Прямолинейность заявления сделала его отказ безболезненным. Лёгкая улыбка промелькнула на губах Мартисы, прежде чем исчезнуть.
— С тобой всё в порядке, Шилхара? — Тёмные воспоминания затуманили её взор. — Боги... твои глаза…
Горло обожгла жёлчь, смешанная с остатками крови. Он поднял руки и нахмурился, поняв, как сильно они дрожат.
— Теперь ты знаешь, почему звезда парит над Нейтом.
Мартиса сложила руки перед собой. Белые костяшки пальцев контрастировали со спокойным голосом.
— Ты — возрождённый аватар.
— Да.
Возвращение Гарна помешало ему сказать больше. Слуга принёс поднос с двумя дымящимися чашками и стопкой мокрых полотенец. Одну чашку он передал Мартисе, другую — Шилхаре вместе с полотенцем.
Мартиса выхватила полотенце из рук Шилхары.
— Ты достаточно мне доверяешь? Можно мне смыть кровь? Обещаю не пинаться.
Когда он кивнул, она поставила чашку на пол и принялась вытирать кровь. Ткань холодила щёки, и её прикосновение успокаивало. Шилхара стоял неподвижно, не отводя взгляда от того, как Мартиса вытирает засохшую кровь с его носа и подбородка. Полотенце болталось у уголка его рта. Прислушиваясь к каждому её вздоху, Шилхара наклонился, когда Мартиса привстала на цыпочки и поцеловала уголок рта.
— Никто не должен страдать от такого рабства, — прошептала она ему в губы. — Я бы взяла на себя это бремя, если бы могла.
Молния пронзила его душу.

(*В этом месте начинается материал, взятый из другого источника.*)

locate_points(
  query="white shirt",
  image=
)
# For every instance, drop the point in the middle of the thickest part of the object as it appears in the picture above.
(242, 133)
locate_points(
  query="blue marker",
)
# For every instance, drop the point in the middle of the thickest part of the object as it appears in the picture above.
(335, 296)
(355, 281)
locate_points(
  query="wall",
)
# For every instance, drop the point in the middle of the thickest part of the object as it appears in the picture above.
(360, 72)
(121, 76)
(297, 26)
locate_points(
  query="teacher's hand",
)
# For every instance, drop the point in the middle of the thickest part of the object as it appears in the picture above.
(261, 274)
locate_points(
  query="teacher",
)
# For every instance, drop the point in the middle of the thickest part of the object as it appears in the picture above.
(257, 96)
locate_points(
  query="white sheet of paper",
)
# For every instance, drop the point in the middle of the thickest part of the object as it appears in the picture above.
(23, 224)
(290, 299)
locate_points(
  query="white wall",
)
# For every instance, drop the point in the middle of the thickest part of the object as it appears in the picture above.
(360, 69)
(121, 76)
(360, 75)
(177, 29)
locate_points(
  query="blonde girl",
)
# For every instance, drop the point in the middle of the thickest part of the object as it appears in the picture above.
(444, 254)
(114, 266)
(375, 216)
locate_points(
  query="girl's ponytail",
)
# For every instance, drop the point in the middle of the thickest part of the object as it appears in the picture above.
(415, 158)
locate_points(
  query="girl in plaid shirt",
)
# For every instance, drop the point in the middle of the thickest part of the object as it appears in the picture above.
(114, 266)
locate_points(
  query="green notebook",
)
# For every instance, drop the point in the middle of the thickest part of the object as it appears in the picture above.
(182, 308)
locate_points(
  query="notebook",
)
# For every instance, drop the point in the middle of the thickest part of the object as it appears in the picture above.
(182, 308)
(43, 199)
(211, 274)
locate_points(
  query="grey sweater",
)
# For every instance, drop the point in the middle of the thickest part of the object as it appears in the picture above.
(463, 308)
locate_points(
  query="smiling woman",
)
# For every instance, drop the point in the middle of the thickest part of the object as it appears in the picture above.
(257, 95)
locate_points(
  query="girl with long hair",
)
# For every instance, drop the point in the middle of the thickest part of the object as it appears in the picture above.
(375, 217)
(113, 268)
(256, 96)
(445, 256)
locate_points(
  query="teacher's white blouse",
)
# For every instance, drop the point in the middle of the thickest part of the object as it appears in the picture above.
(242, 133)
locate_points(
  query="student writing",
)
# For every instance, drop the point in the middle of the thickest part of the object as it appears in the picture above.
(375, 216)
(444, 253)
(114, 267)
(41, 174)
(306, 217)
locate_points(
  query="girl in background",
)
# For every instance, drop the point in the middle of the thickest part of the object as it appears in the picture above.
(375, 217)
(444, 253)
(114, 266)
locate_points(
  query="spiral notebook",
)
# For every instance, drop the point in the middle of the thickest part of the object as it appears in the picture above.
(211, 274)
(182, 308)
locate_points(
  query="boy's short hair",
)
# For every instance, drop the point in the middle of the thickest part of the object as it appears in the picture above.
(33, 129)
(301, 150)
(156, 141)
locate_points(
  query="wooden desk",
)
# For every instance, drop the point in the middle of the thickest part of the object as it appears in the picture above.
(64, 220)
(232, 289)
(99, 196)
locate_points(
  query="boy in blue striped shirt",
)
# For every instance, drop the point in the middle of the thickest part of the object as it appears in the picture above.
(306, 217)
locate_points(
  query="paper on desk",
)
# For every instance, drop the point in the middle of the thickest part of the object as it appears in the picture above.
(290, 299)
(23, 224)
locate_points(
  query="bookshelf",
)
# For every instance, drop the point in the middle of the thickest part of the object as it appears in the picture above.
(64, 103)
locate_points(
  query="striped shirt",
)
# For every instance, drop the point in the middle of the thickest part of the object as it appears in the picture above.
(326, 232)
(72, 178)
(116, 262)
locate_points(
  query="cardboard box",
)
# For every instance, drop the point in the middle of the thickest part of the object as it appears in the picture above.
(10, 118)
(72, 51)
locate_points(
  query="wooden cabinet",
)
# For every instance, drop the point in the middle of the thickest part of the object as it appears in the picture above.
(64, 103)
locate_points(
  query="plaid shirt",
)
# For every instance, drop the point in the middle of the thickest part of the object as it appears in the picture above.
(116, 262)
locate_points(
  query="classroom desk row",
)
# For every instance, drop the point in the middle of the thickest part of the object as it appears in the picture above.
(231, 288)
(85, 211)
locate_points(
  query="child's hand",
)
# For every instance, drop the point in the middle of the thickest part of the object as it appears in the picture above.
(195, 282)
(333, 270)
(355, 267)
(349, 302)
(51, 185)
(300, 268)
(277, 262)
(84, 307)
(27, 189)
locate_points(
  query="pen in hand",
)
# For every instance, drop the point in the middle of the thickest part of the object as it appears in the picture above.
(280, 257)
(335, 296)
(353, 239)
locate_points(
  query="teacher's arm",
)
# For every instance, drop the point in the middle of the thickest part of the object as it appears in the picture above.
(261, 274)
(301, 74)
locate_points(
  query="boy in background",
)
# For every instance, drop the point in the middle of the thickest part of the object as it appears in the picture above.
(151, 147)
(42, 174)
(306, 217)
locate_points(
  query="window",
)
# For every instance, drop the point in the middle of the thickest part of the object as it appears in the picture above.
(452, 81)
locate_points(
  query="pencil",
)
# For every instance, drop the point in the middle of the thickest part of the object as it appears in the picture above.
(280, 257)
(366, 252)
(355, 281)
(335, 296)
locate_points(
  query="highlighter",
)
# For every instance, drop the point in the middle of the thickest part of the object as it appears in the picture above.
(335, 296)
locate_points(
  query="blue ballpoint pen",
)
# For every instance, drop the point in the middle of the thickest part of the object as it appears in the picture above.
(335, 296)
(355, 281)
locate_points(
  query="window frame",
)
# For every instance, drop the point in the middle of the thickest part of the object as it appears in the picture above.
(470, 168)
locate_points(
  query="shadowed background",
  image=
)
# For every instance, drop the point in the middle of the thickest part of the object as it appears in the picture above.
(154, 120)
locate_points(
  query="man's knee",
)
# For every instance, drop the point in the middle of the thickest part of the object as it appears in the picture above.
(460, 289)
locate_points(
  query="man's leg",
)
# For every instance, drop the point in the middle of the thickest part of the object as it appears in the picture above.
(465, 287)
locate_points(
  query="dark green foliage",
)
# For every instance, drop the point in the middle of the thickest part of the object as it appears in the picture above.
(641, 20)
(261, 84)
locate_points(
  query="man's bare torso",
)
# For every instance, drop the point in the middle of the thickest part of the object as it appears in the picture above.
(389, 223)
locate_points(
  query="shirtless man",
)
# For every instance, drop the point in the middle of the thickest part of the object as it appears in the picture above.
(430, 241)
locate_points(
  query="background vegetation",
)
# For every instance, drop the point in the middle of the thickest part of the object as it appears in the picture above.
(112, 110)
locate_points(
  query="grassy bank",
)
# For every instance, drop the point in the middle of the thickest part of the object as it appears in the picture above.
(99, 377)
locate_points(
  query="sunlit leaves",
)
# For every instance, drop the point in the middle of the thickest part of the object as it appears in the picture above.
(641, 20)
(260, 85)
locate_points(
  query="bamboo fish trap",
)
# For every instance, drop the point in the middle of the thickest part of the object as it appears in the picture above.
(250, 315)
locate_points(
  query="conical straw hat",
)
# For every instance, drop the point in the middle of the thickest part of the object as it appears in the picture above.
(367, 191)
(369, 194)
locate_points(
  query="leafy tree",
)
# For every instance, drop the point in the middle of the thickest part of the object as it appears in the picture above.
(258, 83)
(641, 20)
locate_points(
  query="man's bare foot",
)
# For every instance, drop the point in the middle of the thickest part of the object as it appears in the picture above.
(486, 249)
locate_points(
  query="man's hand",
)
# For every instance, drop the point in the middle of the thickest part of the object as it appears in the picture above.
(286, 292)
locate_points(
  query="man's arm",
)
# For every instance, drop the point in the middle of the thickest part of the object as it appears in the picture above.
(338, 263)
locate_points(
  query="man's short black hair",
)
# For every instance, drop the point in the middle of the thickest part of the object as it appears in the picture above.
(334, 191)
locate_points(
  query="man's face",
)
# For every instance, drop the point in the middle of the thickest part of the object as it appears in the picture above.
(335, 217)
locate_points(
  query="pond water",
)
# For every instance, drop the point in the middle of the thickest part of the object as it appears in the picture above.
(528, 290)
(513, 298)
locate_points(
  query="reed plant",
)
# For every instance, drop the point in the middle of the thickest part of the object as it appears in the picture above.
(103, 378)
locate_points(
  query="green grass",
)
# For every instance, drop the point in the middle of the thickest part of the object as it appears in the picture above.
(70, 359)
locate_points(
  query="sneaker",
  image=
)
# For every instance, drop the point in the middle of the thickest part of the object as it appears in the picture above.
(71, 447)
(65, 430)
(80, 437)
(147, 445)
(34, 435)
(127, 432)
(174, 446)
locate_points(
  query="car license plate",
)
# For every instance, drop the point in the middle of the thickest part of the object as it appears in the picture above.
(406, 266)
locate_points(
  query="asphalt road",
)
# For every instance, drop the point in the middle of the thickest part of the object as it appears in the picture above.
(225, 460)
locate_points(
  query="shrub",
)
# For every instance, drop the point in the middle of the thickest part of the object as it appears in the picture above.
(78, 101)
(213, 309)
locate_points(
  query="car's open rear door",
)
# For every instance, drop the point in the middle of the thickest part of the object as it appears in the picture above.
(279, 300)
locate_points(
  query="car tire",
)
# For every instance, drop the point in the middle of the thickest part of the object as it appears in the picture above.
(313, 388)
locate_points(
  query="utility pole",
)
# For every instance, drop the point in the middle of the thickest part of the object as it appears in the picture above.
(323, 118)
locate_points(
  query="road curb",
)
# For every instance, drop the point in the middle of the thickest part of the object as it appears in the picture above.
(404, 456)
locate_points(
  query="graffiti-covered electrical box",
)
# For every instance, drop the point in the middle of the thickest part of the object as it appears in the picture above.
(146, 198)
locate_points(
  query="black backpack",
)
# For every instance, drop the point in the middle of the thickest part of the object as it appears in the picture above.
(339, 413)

Такая преданность! Мартиса — сострадательная женщина, но это больше чем проявление сочувствия. Любит ли она его так же, как он её? Видит ли в нём нечто иное, помимо угрозы, которую узрел Конклав? Будет ли скорбеть по их разлуке в таком же безмолвии? Боль в её глазах стала ответом на его вопрос.
Он погладил её висок большим пальцем.
— Этот долг я не могу и не буду возвращать. — Тот же самый палец прижался к её губам, когда она попыталась поспорить. — За всё нужно платить, Мартиса.
Он взял у неё полотенце и осторожно вытер руки.
— Не забудь про чашку. Моё заклинание сделало большую часть работы, но я могу заверить, зелье Гарна полностью тебя исцелит.
Его чашка была наполнена чаем, заваренным чернее чернил и густо подслащённым мёдом. Простое, но эффективное восстанавливающее средство. Шилхара поднял чашку в знак уважения другу. Тупая боль в груди усилилась. Скоро он потеряет и Гарна, а это почти так же больно, как потерять Мартису.
Довольный тем, что пациенты пьют его варево, Гарн начал прибираться в кабинете. Он безуспешно попытался прогнать Мартису, когда она принялась помогать ему. Шилхара, слишком измученный, чтобы просто смотреть, похромал к перевёрнутому столу. Пергамент разбросало по всему полу, большая часть была забрызгана чернилами. Он взял один лист, письмо к корифею. Внизу письма расплылось чернильное пятно, но его можно было прочесть.